Wednesday, May 26, 2010

How Nutritious Are Your Investments?

By Robert J. Shiller for Project Syndicate

NEW HAVEN – Those labels that you see on packaged foods listing their ingredients and nutritional values had their beginnings in an international scandal and in the efforts by governments to deal constructively with the public outrage that followed.

The scandal erupted with the publication in 1906 of Upton Sinclair’s novel The Jungle, a bestseller that detailed the experiences of a Lithuanian immigrant family working in America’s meatpacking industry. The public response to the book’s description of unsanitary conditions in the industry was so strong that the United States Congress enacted the Pure Food and Drug Act – the first law to require labeling of contents on food packages – the very same year.

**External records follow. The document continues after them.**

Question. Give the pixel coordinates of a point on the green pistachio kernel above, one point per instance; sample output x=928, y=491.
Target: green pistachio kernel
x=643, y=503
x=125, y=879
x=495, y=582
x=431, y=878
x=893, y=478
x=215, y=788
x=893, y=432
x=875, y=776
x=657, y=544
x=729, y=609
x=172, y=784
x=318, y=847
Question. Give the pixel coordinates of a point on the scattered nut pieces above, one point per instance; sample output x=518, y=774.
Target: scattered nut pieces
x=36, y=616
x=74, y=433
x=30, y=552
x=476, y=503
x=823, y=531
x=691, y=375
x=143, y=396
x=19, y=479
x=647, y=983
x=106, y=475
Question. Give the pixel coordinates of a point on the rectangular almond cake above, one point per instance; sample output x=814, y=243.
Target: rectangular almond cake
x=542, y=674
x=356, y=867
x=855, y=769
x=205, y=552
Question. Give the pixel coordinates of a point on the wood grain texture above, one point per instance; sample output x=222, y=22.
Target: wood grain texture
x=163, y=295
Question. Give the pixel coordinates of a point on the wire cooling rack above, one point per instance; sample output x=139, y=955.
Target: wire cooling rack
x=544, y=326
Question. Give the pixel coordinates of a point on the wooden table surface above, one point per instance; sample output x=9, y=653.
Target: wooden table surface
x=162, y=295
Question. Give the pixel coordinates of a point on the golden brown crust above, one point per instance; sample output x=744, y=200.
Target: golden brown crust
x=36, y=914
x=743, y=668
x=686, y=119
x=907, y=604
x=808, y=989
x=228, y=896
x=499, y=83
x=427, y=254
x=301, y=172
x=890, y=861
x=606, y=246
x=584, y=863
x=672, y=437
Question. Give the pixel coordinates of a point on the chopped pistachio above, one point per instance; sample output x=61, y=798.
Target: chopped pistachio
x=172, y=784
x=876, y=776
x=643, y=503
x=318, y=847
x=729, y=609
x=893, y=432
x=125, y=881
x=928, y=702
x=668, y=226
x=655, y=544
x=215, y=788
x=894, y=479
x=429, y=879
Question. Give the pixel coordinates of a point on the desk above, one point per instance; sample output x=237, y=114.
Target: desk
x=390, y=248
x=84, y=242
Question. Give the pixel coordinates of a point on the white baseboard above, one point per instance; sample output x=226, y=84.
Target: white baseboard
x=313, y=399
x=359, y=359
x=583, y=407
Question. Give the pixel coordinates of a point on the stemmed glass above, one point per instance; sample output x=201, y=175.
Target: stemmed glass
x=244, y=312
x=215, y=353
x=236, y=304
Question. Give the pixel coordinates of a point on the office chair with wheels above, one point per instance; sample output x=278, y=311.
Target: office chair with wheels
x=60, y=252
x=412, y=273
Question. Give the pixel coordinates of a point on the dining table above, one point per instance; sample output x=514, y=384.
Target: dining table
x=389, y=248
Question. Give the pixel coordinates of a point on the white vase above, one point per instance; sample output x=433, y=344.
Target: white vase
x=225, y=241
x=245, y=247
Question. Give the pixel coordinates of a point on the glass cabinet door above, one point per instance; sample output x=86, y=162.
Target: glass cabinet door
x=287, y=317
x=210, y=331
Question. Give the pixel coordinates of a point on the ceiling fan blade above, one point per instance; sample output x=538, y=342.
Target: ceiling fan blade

By 1910, according to The Manchester Guardian, “The Jungle Scare” had spread to the United Kingdom, where it had been taken up by “less scrupulous [sic] newspapers of this country,” with “slanderous” and “sensational” claims about the food industry. That may have been true, but the eventual effect was better food labeling laws in the UK, too.

Indeed, the scandal set in motion a sequence of laws in countries around the world that today require food labeling to go beyond mere lists of ingredients to include information about the vitamins, minerals, and calories that products contain. These labels are undoubtedly useful to consumers, but it is unlikely that many manufacturers, if given the choice, would have introduced them on their own.